Twentieth Century Fox has closed a $ 1 million deal for Alice Hoffman’s latest novel “Thursday’s Child” for on-lot producer Lynda Obst.

The seven-figure transaction includes $ 500,000 to purchase the book rights and as much as $ 500,000 more for screenwriting services. Hoffman will adapt the material with her husband and writing partner Tom Martin.

Sources said the deal also includes best-seller escalators that could total $ 200,000.

Precedent for the deal was the August 1991 sale of Hoffman’s “Turtle Moon” to Universal Pictures and Robert Redford’s Wildwood Enterprises for $ 800,000 upfront (half for the rights, half for the script), and a guaranteed $ 200,000 production bonus if the movie goes (Daily Variety, Aug. 22, 1991).

“Turtle Moon” is being rewritten by Barbara Benedek and developed at Universal by director Jon Avnet.

Hoffman’s agent, Gersh Agency’s Ron Bernstein, declined comment regarding yesterday’s deal with Fox on “Thursday’s Child.” Fox worldwide production prexy Tom Jacobson also declined comment.

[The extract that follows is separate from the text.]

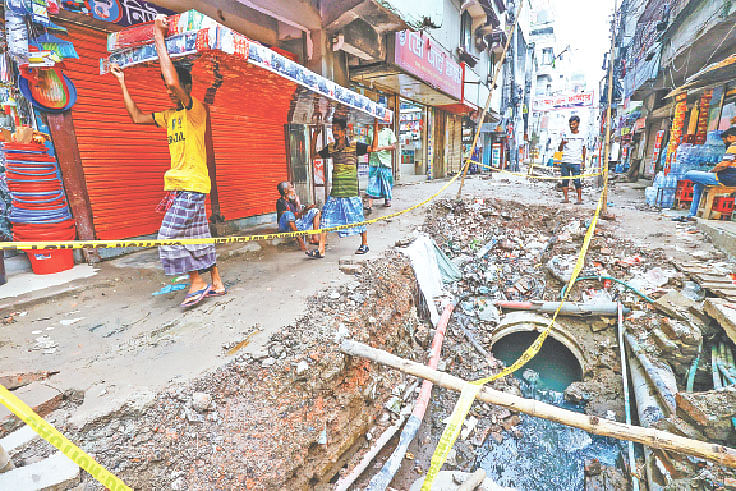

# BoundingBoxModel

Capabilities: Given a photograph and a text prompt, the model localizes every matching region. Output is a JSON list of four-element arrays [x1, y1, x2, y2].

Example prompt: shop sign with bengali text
[[394, 30, 463, 99], [533, 92, 594, 111], [61, 0, 175, 27]]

The tentatively titled “Thursday’s Child,” to be published next year by G.P. Putnam, is a romantic story about a divorced New York horticulturist who secretly adopts, trains and falls in love with a man raised by wolves and then is forced to say goodbye when he’s wrongly accused of murder.

Also circling the Hoffman property were Paramount for Steven Spielberg, indie producer David Geffen, Rosalie Swedlin’s Longview Entertainment for U and Spring Creek Prods. for Warner Bros.

The purchase of “Thursday’s Child” marks Fox’s third major acquisition of material for Obst since the producer inked a first-look deal at the studio in January.

Just weeks after she moved her indie company to the lot, Fox outbid WB and Propaganda Films for movie rights to the New Yorker article “Crisis in the Hot Zone,” by Richard Preston (Daily Variety, Jan. 25). In February, the studio nabbed Edith Wharton’s long-unavailable novel “The Buccaneers.”

In addition to “Thursday’s Child” and “Turtle Moon,” other Hoffman literary works that are intended for the movies include her novel “Seventh Heaven” and her original script “Pet People,” both of which are in development at WB with Diane Keaton attached to direct.

Largo bought Hoffman’s book “At Risk” about four years ago.

To date, the only Hoffman material to be brought to the big screen was WB’s 1983 drama “Independence Day.”